Bowls of mashed potatoes, platters of chicken fingers, and pitchers of lemonade are on all the tables when they go inside the dining hall, a flurry of hand-waving, lip-smacking, and spilled drinks.

“Wouldn’t mind a little vodka in that lemonade,” John Price says with a forced laugh before wandering off to find his son.

Flynn navigates the maze of tables and children. He watches one kid drown a chicken finger — perfectly fried on one side but mushy and gray on the other — in a gush of ketchup from a sticky red squirt bottle. Another boy, with a blue bandanna wrapped around his tiny head, drums on his plate with metal silverware until a father leans across the table with a stern look. All the kids are wearing their yellow uniforms. From the right pockets, on leather strings, their white, red, and black beads dangle.

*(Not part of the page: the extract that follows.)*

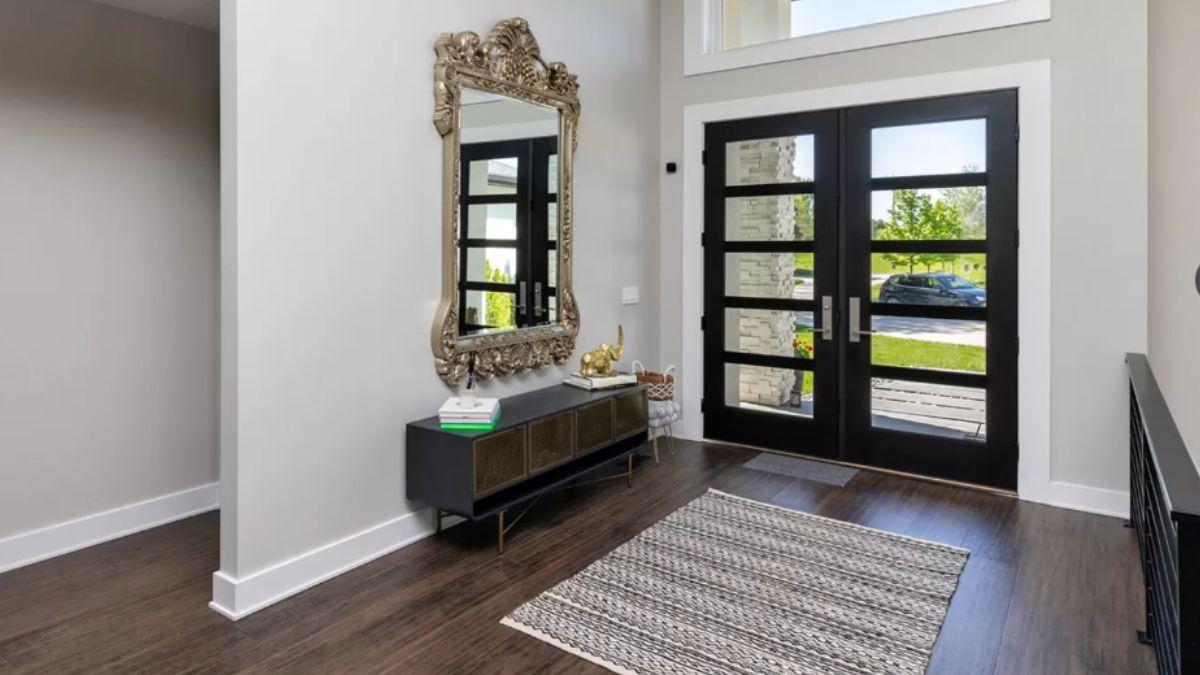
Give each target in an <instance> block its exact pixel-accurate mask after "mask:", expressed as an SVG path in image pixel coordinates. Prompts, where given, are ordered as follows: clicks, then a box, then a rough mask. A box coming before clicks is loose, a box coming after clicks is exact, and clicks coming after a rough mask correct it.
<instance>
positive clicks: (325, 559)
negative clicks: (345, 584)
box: [209, 509, 462, 621]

Ryan, in his unadorned uniform, is sitting at the end of a table at the far end of the hall, three seats away from the next person. He’s barely touched his food. Flynn asks if he’d like to move over a couple of seats, but the boy says no, he’s fine where he is. So they sit together, apart from the others, poking tunnels into their mashed potatoes, drinking more and more lemonade, until the man with the megaphone, the camp director, stands at the front of the room with some announcements: tomorrow’s activities are posted on the back wall; the bonfire ceremony will be three nights from tonight; a special visitor is coming to help construct a genuine Native American sweat lodge; oh, and the water moccasins are back in the lake, so watch where you step.

That night it rains, but only a little.

• • •

The nature hike the next morning is a success. Flynn is waiting at the tent when Ryan returns; his legs are bramble-scraped but he’s happy. Did he see any wildlife? No, no wildlife. Did he see any plants? Yes, they saw a few plants. Flynn has trouble understanding what exactly Ryan enjoyed about the expedition, but he doesn’t want to spoil the effect with questions, so he lets it go. That afternoon, after lunch, Ryan isn’t able to go on the canoe trip, as expected, so Flynn finds a tub of toys in the shed behind the director’s cabin. He takes out the soccer ball and tries to get Ryan to kick that back and forth across the field. But Ryan isn’t interested.

“Basketball, then?”

“Nope,” he says. The boy is satisfied to sit in the rocking chairs on the dining hall porch.

“What are you thinking about?” Flynn asks.

“I don’t know,” the boy says.

He’s inscrutable, his large eyes blinking and looking but not conveying any secret meaning. Flynn wonders if some fathers instinctively know what their sons are thinking, if there exists between them some kind of private language, little symbols and gestures that only the two of them can decode. Who are you? Flynn is tempted to ask.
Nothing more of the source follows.